Постепенно Бенкендорфу становилось ясно, что дело Верещагина — фальшивка. Но он, конечно, никак не мог вмешаться.
Чего только не изобретал Ростопчин, чтобы доказать императору Александру существование многочисленных внутренних врагов. За неимением тогда евреев под рукой репрессии обрушивались на кого угодно — без разбора. Студента Урусова засунули в сумасшедший дом за болтовню, приписав крепкий успокоительный душ и горькие микстуры, — авось одумается. Актера Сандунова отправили в Вятку за ужимки и острые шуточки. В первой декаде июля купца Овернера погнали в Пермь, а некоего Реута — в Оренбург. Но они еще отделались пустяками. В конце июля под плети подвели мсье Турнэ, в конце августа немца Шнейдера и француза Токе тоже присудили к плетям и ссылке в Нерчинск за лживое пророчество, будто Наполеон отобедает в Москве не позднее середины месяца.

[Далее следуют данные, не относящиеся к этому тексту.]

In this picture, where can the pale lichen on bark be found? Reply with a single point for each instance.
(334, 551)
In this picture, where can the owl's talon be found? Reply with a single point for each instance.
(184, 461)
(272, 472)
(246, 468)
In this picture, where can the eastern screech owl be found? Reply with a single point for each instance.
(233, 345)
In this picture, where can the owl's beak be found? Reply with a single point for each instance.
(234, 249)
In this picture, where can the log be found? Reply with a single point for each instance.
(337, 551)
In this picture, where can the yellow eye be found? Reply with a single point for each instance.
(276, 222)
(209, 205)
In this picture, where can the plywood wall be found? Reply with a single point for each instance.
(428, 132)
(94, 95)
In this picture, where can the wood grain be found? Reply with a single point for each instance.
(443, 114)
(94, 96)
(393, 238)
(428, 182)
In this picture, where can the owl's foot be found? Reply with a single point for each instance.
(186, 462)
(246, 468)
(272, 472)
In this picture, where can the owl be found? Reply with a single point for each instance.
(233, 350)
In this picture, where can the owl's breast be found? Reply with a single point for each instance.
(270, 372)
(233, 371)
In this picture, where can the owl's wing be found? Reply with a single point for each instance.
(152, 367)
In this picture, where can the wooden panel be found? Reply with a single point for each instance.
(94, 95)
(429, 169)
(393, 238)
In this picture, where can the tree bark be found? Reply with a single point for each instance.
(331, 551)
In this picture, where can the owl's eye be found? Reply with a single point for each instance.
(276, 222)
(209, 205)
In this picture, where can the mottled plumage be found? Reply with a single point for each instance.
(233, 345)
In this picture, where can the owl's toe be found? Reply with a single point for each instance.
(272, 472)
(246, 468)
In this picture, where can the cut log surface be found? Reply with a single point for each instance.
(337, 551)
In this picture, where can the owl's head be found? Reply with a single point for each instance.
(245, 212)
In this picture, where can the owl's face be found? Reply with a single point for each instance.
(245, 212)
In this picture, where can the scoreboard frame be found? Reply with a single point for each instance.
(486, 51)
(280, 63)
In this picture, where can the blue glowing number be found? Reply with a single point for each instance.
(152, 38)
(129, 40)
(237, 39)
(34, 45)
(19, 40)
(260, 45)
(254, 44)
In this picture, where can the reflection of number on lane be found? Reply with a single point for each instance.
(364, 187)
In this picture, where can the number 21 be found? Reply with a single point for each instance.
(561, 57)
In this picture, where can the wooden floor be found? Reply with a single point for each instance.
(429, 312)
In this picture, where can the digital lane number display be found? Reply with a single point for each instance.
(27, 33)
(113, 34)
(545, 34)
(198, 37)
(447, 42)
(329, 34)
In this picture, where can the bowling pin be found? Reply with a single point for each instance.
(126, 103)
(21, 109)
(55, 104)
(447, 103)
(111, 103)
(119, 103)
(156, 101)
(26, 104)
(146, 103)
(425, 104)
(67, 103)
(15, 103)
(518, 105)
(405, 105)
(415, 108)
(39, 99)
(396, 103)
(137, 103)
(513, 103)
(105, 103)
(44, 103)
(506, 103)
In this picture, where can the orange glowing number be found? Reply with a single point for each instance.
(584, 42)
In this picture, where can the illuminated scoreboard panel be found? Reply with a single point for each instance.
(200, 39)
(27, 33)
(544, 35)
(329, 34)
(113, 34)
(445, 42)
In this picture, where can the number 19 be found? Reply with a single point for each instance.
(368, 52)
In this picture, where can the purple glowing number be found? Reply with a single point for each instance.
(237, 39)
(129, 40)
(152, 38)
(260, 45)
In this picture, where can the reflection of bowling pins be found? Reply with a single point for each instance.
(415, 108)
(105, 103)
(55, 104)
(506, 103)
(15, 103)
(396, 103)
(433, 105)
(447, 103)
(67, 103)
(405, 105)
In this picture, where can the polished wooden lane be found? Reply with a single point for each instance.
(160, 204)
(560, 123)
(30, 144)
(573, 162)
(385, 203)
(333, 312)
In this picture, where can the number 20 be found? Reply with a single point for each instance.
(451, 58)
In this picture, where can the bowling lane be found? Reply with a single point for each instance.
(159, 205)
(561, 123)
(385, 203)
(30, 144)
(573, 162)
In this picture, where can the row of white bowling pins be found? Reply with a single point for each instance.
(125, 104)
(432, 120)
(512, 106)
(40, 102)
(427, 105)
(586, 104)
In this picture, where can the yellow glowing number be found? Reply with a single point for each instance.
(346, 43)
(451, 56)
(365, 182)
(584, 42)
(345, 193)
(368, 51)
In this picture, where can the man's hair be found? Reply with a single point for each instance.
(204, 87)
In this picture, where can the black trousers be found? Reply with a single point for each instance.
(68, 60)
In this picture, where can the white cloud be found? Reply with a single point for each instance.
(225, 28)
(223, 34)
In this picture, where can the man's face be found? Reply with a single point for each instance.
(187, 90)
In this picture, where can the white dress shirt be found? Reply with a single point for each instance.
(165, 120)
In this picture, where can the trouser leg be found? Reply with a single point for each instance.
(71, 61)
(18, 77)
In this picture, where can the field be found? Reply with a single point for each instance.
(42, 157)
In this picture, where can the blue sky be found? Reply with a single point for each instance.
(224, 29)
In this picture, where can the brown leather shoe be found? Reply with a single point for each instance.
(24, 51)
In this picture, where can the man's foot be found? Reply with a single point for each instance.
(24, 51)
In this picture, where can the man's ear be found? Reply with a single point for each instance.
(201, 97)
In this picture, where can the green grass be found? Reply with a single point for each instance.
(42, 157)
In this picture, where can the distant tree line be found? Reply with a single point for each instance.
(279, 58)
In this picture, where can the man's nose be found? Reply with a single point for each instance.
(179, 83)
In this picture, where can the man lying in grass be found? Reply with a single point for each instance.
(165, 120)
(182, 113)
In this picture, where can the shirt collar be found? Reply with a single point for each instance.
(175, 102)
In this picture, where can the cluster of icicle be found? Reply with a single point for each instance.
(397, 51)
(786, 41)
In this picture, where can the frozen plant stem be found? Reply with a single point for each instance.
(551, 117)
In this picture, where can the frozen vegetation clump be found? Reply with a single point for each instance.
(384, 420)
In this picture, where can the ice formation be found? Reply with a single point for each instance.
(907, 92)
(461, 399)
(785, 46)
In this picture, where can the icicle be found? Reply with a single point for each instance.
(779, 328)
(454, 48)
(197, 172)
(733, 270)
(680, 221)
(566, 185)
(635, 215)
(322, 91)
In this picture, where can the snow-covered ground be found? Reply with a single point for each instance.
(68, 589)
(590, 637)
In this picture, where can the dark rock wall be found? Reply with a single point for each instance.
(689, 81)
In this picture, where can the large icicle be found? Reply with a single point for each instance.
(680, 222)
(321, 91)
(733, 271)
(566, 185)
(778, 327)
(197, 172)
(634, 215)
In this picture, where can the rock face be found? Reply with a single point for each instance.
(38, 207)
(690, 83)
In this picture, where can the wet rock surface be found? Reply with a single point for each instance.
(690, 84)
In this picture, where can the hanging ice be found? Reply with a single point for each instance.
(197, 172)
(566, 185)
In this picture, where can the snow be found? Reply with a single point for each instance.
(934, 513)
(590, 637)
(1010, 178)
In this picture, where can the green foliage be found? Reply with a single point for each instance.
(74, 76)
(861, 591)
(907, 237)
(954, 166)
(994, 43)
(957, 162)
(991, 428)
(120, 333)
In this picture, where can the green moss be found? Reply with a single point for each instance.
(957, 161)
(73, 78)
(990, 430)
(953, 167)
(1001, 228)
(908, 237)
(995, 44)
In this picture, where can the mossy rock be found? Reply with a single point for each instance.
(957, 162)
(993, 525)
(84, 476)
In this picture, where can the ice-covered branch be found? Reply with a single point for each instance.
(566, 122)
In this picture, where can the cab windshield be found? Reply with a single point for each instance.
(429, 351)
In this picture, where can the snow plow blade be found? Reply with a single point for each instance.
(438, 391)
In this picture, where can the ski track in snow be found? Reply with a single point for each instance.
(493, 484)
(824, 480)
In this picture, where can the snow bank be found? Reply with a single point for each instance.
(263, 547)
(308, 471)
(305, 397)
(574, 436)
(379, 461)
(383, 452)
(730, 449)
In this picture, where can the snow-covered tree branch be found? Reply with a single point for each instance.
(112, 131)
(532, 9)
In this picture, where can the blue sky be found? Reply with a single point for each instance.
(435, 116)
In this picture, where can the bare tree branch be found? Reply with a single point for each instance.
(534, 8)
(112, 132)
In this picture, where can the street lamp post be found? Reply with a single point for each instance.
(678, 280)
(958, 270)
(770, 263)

— Как же так? — восклицал Ростопчин. — Обед они назначили на пятнадцатое августа, а сегодня двадцатое, и никакого здесь Наполеона! На кобылу их, мерзавцев!
Он был уверен, что ненависть к врагу, разжигаемая подобным образом, поспособствует организации отпора. Людей хватали направо и налево по указке полицейских агентов вроде вечно пьяного Яковлева и его отвратительной шайки.
Все-таки недаром Бенкендорф, возвратившись из Парижа, составил проект честного жандармства. Будь в Москве полиция поприличней, многих бы казусов удалось избежать. Бенкендорф учел печальный опыт и запретил частный розыск, самосуды и безосновательные аресты, нарядив специальные команды пресекать малейшие беспорядки и препровождать подозреваемых к обер-полицеймейстеру для дальнейшего разбирательства. Если бы не деликатная политика Бенкендорфа, Москва превратилась бы в огромное Лобное место, где суд творил бы всякий, кто считал себя сильнее, и счеты сводились бы безжалостно.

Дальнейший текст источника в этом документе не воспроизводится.